Reading Blue Coat School - The Talbot

The Talbot

The School was originally accommodated in an old building situated at the corner of Silver Street and London Street known as 'The Talbot' in one of the oldest parts of Reading. The house, once an old inn, was in a dilapidated condition. Owing to litigation in connection with Aldworth's will, it was not until 1660, the year of Charles II's restoration, that the first boys entered the School to be taught. Despite many difficulties at the outset, the School flourished and even received generous subventions from local benefactors such as William Malthus and John West.
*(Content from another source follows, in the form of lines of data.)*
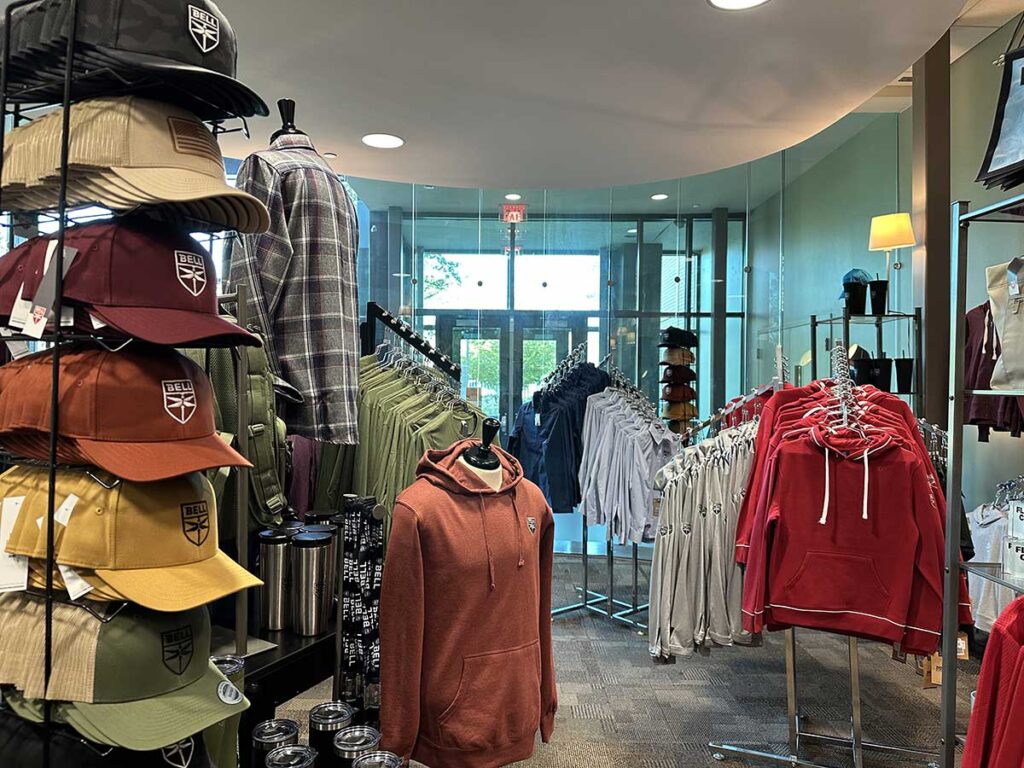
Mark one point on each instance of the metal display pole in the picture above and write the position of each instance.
(242, 491)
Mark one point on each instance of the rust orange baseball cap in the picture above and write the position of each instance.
(143, 414)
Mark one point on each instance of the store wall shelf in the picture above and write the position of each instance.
(993, 572)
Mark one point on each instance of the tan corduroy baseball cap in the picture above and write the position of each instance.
(127, 152)
(155, 543)
(140, 680)
(23, 619)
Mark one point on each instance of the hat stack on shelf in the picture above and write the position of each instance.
(135, 556)
(678, 378)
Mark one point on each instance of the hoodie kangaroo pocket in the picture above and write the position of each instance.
(834, 581)
(498, 700)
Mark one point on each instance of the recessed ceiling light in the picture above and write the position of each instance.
(383, 140)
(736, 4)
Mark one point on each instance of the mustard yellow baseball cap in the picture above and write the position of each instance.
(154, 543)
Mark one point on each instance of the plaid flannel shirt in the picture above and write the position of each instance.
(302, 290)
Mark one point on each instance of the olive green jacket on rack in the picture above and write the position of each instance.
(399, 421)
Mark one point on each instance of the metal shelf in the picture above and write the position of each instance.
(1011, 210)
(866, 320)
(993, 572)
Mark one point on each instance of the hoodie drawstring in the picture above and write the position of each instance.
(864, 515)
(518, 530)
(824, 505)
(486, 544)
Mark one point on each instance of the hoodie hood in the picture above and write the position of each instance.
(441, 468)
(847, 444)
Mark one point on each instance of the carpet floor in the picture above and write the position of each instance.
(616, 708)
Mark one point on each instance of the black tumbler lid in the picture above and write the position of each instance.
(273, 537)
(355, 740)
(275, 732)
(296, 756)
(331, 716)
(378, 760)
(309, 540)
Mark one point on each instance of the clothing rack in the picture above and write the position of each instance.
(845, 394)
(10, 93)
(378, 315)
(1008, 211)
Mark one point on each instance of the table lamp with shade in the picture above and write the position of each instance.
(889, 232)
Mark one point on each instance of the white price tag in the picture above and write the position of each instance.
(76, 586)
(1017, 519)
(13, 568)
(19, 310)
(62, 513)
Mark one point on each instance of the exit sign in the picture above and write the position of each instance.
(514, 213)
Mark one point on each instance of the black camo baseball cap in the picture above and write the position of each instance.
(180, 51)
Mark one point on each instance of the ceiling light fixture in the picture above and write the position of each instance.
(383, 140)
(735, 4)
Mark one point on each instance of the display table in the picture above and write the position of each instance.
(279, 675)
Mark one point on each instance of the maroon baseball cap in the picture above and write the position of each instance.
(678, 393)
(144, 279)
(678, 375)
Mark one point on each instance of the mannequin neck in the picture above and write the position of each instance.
(493, 477)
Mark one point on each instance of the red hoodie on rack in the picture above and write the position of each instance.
(467, 674)
(850, 540)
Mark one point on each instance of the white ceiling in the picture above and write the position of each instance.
(574, 93)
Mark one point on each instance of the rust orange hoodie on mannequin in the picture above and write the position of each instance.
(467, 675)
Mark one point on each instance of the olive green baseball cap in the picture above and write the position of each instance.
(155, 683)
(150, 679)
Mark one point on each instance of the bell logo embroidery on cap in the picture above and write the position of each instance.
(196, 522)
(205, 29)
(178, 648)
(179, 399)
(179, 755)
(190, 270)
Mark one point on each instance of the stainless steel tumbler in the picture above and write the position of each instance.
(297, 756)
(325, 721)
(378, 760)
(333, 563)
(269, 735)
(274, 610)
(311, 592)
(352, 743)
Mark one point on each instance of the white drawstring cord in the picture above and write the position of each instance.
(864, 515)
(824, 506)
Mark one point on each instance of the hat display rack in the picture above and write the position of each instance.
(17, 90)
Malthus also left a certain sum for an annual sermon to be preached to the boys, a tradition still maintained in Reading at the end of each summer term.

In 1666, Sir Thomas Rich of Holme Park, Sonning, gave the Corporation the sum of £1,000 to "maintain six poor boys in Aldworth's Hospital, three of whom to be chosen from the parish of Sonning". In 1947, the new School moved to its current home on Rich's estate. Indeed, the present Holme Park mansion is situated within a few hundred yards of Rich's own manor house, an old residence which in turn had been built near an ancient but ruined palace that had belonged to the Bishops of Salisbury long before the Norman Conquest in 1066.

The 'Talbot' was not at all suited to the needs of a growing school, and soon the Corporation, as Trustees, decided to replace it with a more modern structure in 1723. That the School's reputation and circumstances stood at a low ebb is further confirmed by an order of the Trustees that "the Master of the Blue Coat School do not suffer the boys to play about the streets but that they be kept within the limits of the said School between and after School times, and that the Master go with the said children to the Parish Church of St Laurence every Sunday". This they unfailingly did, every Sunday until 1946. In these premises the School was to remain until 1852 when it removed to the more commodious Brunswick House on the Bath Road in Reading. For nearly 90 years, generations of Blue Coat boys were to be educated there in 'the three Rs', many proceeding to a variety of local apprenticeships, trades and professions.